Tech Tip: Easily extract images from PowerPoint

A screenshot of a list of images on a computer.

For this month’s Tech Tip, I’m sharing a tip that I’ve found very useful over the years. It’s a simple technique to extract all images (and other content, such as the fonts used in the presentation) from within PowerPoint files just by changing its extension.

You can do this with files you’ve saved directly from the Microsoft PowerPoint software, or from Google Slides that you’ve downloaded as .pptx files. No additional software is needed, and it works on both Macs and PCs.

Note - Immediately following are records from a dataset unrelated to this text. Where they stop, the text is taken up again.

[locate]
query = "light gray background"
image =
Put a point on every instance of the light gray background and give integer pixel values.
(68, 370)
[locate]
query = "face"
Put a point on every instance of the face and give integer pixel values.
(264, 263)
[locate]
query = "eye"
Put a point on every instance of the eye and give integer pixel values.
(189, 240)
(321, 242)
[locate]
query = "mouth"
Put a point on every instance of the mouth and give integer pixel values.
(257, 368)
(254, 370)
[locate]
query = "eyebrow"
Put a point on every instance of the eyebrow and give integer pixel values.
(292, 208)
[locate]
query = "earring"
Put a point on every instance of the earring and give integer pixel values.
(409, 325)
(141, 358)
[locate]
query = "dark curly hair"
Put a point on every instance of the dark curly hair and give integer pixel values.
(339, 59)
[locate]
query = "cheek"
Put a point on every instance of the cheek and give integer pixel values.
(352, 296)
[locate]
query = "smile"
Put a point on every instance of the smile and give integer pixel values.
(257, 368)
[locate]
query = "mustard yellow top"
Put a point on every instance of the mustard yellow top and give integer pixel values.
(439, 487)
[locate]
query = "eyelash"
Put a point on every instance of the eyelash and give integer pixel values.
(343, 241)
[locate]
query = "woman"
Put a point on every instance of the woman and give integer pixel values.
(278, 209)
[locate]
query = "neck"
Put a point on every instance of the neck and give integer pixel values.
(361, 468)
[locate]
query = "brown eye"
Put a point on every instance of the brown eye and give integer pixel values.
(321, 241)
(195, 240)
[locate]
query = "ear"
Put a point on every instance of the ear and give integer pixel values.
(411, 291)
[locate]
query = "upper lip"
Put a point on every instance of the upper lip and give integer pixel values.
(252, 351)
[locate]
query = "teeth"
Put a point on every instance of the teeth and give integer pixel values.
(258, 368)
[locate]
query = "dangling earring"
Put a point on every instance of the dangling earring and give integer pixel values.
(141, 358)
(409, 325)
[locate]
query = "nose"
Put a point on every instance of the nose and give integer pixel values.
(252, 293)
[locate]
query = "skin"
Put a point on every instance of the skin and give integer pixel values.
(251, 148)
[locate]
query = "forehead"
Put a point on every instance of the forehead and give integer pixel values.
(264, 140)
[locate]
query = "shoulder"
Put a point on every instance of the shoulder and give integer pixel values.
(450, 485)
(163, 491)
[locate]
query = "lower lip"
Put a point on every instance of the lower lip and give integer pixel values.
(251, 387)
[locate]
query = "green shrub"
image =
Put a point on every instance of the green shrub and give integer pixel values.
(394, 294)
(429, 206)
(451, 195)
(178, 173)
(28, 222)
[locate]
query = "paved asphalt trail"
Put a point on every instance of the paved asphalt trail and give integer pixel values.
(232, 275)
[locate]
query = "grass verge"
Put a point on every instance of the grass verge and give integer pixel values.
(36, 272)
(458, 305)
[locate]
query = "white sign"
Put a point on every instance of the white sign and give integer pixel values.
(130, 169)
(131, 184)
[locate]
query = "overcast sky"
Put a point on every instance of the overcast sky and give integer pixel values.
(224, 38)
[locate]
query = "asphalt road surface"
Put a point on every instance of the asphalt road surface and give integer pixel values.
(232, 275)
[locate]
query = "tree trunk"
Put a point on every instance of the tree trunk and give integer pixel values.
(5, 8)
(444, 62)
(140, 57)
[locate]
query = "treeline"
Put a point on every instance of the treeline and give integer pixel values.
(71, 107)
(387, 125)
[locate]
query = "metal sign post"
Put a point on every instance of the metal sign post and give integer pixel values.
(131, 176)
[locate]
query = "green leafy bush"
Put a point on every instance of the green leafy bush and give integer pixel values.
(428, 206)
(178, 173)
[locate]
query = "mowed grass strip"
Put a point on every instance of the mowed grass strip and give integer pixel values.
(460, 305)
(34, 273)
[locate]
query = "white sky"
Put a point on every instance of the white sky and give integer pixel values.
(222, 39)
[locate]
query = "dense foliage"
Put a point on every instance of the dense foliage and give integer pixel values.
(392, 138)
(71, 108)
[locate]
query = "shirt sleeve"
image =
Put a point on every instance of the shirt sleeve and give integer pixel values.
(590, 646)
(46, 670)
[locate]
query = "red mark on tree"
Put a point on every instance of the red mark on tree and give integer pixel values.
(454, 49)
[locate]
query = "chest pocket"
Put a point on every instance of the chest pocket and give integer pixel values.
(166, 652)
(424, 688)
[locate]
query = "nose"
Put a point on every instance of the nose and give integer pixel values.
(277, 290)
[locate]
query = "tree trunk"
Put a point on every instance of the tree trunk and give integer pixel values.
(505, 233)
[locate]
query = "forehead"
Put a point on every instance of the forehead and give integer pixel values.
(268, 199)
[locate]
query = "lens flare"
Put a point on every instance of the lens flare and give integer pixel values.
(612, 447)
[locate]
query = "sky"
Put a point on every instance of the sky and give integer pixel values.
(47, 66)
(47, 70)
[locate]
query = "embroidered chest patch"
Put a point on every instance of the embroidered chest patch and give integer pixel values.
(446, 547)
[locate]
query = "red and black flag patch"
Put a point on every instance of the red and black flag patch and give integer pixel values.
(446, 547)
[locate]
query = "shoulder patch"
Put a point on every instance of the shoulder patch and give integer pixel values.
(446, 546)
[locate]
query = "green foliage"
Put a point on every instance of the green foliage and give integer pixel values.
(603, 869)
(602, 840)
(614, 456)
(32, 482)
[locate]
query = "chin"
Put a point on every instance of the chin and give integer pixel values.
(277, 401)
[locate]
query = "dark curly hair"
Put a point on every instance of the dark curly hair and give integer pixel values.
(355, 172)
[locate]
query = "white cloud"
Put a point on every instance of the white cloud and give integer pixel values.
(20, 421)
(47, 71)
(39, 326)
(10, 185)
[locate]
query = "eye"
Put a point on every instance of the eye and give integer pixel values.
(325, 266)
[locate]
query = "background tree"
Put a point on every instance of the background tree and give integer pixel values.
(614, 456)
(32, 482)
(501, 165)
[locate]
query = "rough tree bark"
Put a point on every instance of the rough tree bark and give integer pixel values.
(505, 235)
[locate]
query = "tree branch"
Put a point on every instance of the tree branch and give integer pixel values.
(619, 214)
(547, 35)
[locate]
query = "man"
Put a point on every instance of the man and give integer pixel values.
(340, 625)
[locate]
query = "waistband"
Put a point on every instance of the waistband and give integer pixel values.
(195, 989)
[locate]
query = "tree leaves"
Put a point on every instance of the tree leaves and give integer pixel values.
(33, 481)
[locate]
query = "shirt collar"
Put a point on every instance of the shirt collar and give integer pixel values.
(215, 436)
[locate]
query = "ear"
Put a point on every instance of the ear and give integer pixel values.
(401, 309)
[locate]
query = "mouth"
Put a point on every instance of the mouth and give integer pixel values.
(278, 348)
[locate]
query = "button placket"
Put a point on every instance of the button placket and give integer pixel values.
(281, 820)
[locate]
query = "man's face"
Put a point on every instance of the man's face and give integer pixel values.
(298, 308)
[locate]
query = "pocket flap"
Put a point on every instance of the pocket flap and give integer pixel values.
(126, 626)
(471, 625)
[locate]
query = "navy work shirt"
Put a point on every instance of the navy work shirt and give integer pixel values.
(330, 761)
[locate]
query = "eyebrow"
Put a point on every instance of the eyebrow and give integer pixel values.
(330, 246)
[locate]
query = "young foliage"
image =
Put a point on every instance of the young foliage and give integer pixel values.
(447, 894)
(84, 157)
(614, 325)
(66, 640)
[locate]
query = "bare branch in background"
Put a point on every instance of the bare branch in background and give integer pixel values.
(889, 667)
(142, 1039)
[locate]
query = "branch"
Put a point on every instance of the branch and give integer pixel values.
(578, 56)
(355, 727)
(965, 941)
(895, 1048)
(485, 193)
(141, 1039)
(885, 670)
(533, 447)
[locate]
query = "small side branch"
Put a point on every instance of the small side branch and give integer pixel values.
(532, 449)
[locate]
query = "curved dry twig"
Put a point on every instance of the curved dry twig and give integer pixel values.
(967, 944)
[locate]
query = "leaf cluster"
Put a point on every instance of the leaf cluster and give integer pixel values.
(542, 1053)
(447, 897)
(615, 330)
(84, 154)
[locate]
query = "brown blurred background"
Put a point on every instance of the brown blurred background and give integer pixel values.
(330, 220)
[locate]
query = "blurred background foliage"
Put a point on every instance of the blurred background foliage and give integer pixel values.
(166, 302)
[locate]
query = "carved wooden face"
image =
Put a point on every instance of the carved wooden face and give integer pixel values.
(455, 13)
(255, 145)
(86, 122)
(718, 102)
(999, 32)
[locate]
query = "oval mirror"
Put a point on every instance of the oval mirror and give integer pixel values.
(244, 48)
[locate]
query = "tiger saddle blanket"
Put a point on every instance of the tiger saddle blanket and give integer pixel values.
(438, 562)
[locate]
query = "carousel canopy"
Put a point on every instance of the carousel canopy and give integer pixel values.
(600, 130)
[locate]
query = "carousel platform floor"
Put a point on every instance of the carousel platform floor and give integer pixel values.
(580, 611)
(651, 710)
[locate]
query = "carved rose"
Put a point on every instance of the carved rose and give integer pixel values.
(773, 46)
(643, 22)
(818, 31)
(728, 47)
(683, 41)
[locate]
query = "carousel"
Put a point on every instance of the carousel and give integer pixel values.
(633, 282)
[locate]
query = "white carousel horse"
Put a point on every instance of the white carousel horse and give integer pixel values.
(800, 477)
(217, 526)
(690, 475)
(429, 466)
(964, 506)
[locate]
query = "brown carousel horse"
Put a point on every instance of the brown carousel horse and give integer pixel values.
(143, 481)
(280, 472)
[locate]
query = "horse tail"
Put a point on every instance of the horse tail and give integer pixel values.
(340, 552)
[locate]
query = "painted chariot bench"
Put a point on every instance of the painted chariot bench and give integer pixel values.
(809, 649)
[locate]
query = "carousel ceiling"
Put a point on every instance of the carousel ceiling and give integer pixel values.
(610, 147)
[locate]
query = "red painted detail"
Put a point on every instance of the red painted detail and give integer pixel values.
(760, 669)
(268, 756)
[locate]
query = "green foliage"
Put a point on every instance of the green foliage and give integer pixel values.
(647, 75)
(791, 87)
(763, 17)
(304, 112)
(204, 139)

Here are the steps to rename a .pptx file to .zip so that you can extract images:

  1. Right-click (PC) or control-click (Mac) on the PowerPoint file that you want to extract images from.
  2. Choose the “Rename” option from the dropdown menu and change the file extension from “pptx” to “zip”.
  3. If you receive a notification message saying “If you change the file extension, the file may become unusable. Are you sure you want to change it?”, click “Yes”.
  4. Open the newly renamed .zip file with your preferred compression software, such as WinZip or WinRAR.
  5. Navigate to the “ppt” folder within the compressed file.
  6. Locate the “media” folder within the “ppt” folder. This is where the images are stored.
  7. Click on the images you want to extract, and then drag them out of the compressed file and onto your desktop or other folder on your computer.

That’s it! You should now have successfully extracted images from the PowerPoint file.

Do you have any techniques or workflows that you use on your computer on a regular basis? Please share in the comments below!

Have a cool app, tool, or tech tip you’d like to share? Contact Chase Masters. Please note that Tech Tips are personal recommendations and might not be officially endorsed or supported by U-M.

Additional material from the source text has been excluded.